The bus was just as buses always are on rainy winter evenings: hot and steamy, filled with the smell of impatience and anxiety, damp dogs and incubated dust, perspiration and yesterday’s kebab. It was approaching full and I was, as usual, trying to look large enough to fill both halves of the seat without actually spreading myself over the entire thing – that would be rude. I focussed briefly on each person as they walked down the aisle, beaming out my telepathic message, “Don’t sit here, sit elsewhere,” vaguely aware of how uneasy I would be if I turned out to be the last person that anyone chose to sit next to: the last person with a seat to himself – the public transport pariah – the man with whom not even the unwashed neurotic would choose to sit. Behind me, a child was rhythmically kicking the seat, sending tremors through my backbone like juddering metrical tics. I should have turned and asked his mother to make him stop, but she was in a deep and shouted mobile telephone conversation with somebody called Tiff, about the lacklustre nature of her sex life and I had the feeling that any attempt to communicate would inexorably lead to accusations of a nature that would drive me, red-faced from the bus and out into the translucent sheets of freezing rain outside. In front of me two teenage girls carried out a yelled conversation, each struggling to be heard above the tinny cacophony of the friend’s still-playing i-pod. I thought of Ray Bradbury, his little ‘Seashells’ and decided that, were he not already dead, I would kill him for that one. Somewhere, someone was eating cheese and onion crisps.
“Like research labs for observers of human perversity aren’t they?” said the man at my side. I hadn’t noticed anyone sit beside me, but I knew that when I turned to reply, it would be to an elegant, lean and hirsute man, with whom I had spoken only twice before. “Buses, I mean,” he said. “All human life is here. If alien life-forms really do visit this planet of ours, they could learn all they would ever need to know of human nature by beaming up the 5.30 North Circular.”
“I’m sorry,” I was trying hard not to splutter, “I didn’t know you were there.
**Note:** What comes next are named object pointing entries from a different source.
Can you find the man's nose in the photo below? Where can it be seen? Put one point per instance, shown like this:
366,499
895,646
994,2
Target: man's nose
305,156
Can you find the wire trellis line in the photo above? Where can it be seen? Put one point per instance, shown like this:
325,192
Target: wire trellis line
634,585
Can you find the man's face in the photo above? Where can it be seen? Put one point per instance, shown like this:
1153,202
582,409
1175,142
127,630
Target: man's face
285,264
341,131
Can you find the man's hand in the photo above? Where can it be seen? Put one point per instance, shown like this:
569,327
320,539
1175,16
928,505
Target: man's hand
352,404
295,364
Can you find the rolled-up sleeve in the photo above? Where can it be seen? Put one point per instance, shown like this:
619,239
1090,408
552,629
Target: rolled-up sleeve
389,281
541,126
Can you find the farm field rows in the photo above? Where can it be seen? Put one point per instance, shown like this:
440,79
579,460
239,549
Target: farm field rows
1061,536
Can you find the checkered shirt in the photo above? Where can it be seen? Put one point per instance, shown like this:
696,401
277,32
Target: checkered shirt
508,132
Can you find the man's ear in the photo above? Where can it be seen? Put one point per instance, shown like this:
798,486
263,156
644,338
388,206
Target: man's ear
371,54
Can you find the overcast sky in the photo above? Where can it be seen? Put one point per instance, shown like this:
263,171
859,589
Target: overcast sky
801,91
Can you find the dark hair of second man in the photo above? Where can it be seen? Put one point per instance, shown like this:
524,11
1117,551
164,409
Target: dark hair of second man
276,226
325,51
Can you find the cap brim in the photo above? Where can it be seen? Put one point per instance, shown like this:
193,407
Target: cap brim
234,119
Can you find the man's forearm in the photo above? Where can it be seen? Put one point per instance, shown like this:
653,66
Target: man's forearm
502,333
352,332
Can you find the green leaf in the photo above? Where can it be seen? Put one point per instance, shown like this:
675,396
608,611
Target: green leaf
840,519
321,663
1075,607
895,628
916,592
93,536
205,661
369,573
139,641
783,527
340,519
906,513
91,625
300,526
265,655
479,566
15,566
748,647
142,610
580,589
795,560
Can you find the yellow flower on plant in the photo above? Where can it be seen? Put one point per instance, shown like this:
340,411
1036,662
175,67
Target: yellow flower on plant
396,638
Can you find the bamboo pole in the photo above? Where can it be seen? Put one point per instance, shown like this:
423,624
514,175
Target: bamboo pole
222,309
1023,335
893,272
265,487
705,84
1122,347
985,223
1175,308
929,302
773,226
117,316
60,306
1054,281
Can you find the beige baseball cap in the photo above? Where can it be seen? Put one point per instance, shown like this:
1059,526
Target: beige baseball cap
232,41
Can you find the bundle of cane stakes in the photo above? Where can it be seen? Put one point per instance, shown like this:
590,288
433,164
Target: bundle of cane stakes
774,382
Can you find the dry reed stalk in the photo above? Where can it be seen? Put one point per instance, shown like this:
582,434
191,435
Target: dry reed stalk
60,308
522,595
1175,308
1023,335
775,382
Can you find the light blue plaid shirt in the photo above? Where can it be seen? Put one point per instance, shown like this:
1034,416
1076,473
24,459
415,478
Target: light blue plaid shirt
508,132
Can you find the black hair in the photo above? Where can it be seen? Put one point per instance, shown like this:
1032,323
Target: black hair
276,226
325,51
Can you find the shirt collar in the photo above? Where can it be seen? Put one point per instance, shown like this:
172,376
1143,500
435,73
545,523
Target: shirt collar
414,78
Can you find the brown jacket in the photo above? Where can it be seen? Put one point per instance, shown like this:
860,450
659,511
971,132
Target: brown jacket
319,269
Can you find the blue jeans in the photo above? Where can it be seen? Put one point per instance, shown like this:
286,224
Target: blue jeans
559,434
I didn’t see you get on. I didn’t feel you sit down…”
He held out a white paper bag. “Pear drop?”
“Thanks.” I took one, popped it in my mouth and sat back.
“I have your petrol can,” I said.
“Do you?” he said, looking down at my feet.
“Well, not with me of course, but I still have it.”
“Right,” he said. “Good.”
“I need to let you have it back.”
“Do you?” He looked out of the window. “Well,” he said. “Don’t worry then. You will.”
“When?”
“Oh, we’ll see…”
We sat in silence for some time sucking mutely on the fossilized concoction of sugar and chemical something-or-other.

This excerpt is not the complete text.